Unfortunately at this point we simply don’t know the answer to this question. There has been research on phthalate exposure through a variety of routes, including phthalates in cosmetic products, medical instruments, food, and even phthalates in the air we breathe (well more precisely it’s in the dust from building materials). But there hasn’t been any research on whether phthalates can permeate latex condoms when used on sex toys (for that matter there is very little reliable data on phthalates in sex toys in general).
I posed your question to Dr. Ted Schettler, the science director at the Science and Environmental Health Network , and the author of several papers examining phthalate exposure and the potential impact this exposure may be having on our health.

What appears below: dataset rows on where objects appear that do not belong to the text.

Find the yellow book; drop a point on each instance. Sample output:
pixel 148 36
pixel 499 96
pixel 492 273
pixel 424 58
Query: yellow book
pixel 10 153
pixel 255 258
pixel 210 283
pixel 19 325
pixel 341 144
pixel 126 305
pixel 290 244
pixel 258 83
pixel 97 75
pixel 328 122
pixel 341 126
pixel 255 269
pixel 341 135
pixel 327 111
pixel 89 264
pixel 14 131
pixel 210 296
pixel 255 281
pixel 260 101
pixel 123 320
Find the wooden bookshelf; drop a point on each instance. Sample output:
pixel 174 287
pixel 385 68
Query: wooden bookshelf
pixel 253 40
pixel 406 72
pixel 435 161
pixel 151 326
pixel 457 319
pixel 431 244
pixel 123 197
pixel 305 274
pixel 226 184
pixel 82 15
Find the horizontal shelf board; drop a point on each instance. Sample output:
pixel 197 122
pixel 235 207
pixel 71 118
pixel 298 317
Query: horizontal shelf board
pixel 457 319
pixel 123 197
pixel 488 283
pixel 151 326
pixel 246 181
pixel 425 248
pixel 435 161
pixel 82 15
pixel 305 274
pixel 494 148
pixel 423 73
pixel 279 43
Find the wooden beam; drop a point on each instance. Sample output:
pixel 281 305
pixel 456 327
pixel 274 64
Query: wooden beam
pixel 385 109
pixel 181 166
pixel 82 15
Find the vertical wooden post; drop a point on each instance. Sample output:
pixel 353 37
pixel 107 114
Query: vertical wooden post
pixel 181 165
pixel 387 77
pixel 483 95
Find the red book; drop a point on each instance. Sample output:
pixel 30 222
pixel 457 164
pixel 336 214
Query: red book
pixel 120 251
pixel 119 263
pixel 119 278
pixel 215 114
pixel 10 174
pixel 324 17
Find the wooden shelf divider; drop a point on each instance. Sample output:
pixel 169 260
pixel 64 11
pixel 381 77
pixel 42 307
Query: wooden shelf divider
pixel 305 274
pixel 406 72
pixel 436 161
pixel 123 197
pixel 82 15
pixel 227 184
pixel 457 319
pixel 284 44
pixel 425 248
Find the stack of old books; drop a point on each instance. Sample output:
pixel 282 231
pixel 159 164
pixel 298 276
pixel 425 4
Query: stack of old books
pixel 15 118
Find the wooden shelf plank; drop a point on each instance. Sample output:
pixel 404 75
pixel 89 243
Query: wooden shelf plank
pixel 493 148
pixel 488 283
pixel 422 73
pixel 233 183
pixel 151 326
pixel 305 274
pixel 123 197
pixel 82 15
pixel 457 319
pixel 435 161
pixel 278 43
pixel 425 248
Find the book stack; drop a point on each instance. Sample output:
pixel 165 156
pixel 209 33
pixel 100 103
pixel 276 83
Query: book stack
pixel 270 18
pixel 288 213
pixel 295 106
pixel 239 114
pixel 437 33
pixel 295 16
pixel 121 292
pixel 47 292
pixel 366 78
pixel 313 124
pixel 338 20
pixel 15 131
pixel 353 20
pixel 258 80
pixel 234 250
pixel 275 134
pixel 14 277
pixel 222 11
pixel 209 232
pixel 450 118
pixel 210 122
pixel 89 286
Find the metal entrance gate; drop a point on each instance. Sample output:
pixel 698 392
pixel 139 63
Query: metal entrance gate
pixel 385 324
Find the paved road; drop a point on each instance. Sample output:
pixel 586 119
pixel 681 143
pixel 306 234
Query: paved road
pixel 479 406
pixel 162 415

With no scientific data on the subject, Dr. Schettler says that we’re not able to know whether or not condoms provide adequate protection from phthalate exposure. He points out that it is reasonable to assume that latex condoms will lessen the exposure, but he was unable to find any studies that examined the extent of the protection (which doesn’t mean they aren’t out there, only that neither he nor I could find any).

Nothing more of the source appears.